À partir de bans publiés dans une commune, imaginer comment se sont rencontrés les mariés.


Proposition n°3 À partir d’une photo


Reproductions de tableaux, un par participant.

Atelier n°6


Proposition n°1 : Acrostiches


- Chacun choisit un objet et l’inscrit verticalement sur sa feuille ; 
- Puis écrit un texte décrivant cet objet, chaque ligne commençant par la lettre du mot choisi.

Thème commun choisi par le groupe: la géographie


Proposition n°2 : L’anecdote


Le jour où j’ai pris un coup de vieux
           Ou :
Le jour où j’ai pris un coup de jeune!


Proposition n°3 : À partir d’une situation


Une femme / un homme descend du train, cherche quelqu’un du regard. Elle/Il attend…

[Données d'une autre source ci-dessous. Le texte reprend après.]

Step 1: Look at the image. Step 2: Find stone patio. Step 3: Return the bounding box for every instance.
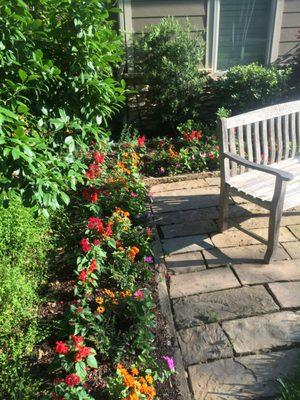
[151,177,300,400]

Quelques textes du 6e atelier


Acrostiches


Couronnée de gratte-ciels
Hauts comme des tours de Babel 
Incontournable au centre du pays 
Cette ville belle, violente et musicale 
A le privilège agaçant d'être toujours la deuxième... 
Grande mais pas capitale
On la préfère pourtant grâce à son lac Michigan.
Vanessa


Le jour où j'ai pris un coup de vieux


Je commençais à m'ennuyer, toute seule dans mon grand bureau. Marie-Michèle était partie à la retraite six mois auparavant; elle avait eu droit à un pot de départ mirifique, et puis elle avait quitté la boite, emportant son ficus et ses chatons en rotin. J'avais d'abord apprécié a liberté nouvelle, je mettais de la musique très fort sans gêner personne, je faisais du stretching postural sur la moquette, mais au bout d'une moment on se lasse. Il me manquait quelqu'un à qui parler.
Et puis Kevina est arrivée, et on s'est tout de suite bien entendues. Elle avait 26 ans, moi 47; mais nous aimions les mêmes séries, nous parlions de nos lectures, des garçons de la boite, nous prenions ensemble le petit café de onze heures... Je lui ai montré les dossiers, elle a dû s'y mettre tout de suite car on n'est pas trop de deux à la DRH. Et puis un jour elle a pris le temps de ranger entièrement son meuble de bureau, où Marie-Michèle avait laissé des kilos de documents. Elle en a beaucoup jeté. J'étais occupée sur mon ordinateur quand elle m'a interpelée: "Qu'est-ce que c'est, ça?"
Elle tenait à la main une disquette. J'ai cru qu'elle était ironique, mais son visage exprimait une réelle incompréhension. Purée! Kevina était née dans un cloud. Je me suis rappelé ma découverte de l'informatique pendant mes études. Les premiers mails. La merveille de voir son mémoire magnifié par le traitement de texte. Et oui, pour le transporter de la fac à la maison, le carré de plastique noir sur lequel on collait une étiquette où on écrivait DEA de Lettre Modernes. La disquette.
J'ai donc raconté à Kevina l'aventure de la disquette. Comme une vieille dame raconte aux enfants ce qu'était le MLF quand elle criait des slogans féministes sous les lacrymos des CRS. J'ai raconté mon combat. Telle un coryphée, j'ai chanté la disquette de mon DEA. Puis j'ai ajouté un couplet pour préciser ce qu'était un DEA.
On est toujours le vieux de quelqu'un.

Vanessa

Atelier n°5


Proposition n°1 : Inventaire


Quelques objets que j’emporterais sur une île déserte, et pourquoi. 

Proposition n°2 : Le sac


1er texte

Vous avez trouvé un sac (une sacoche, un attaché-case, un sac à dos…). Décrivez ce sac et son contenu. 

2e texte

On prend le texte du voisin. À partir de la description de ce sac, imaginez à qui il appartient.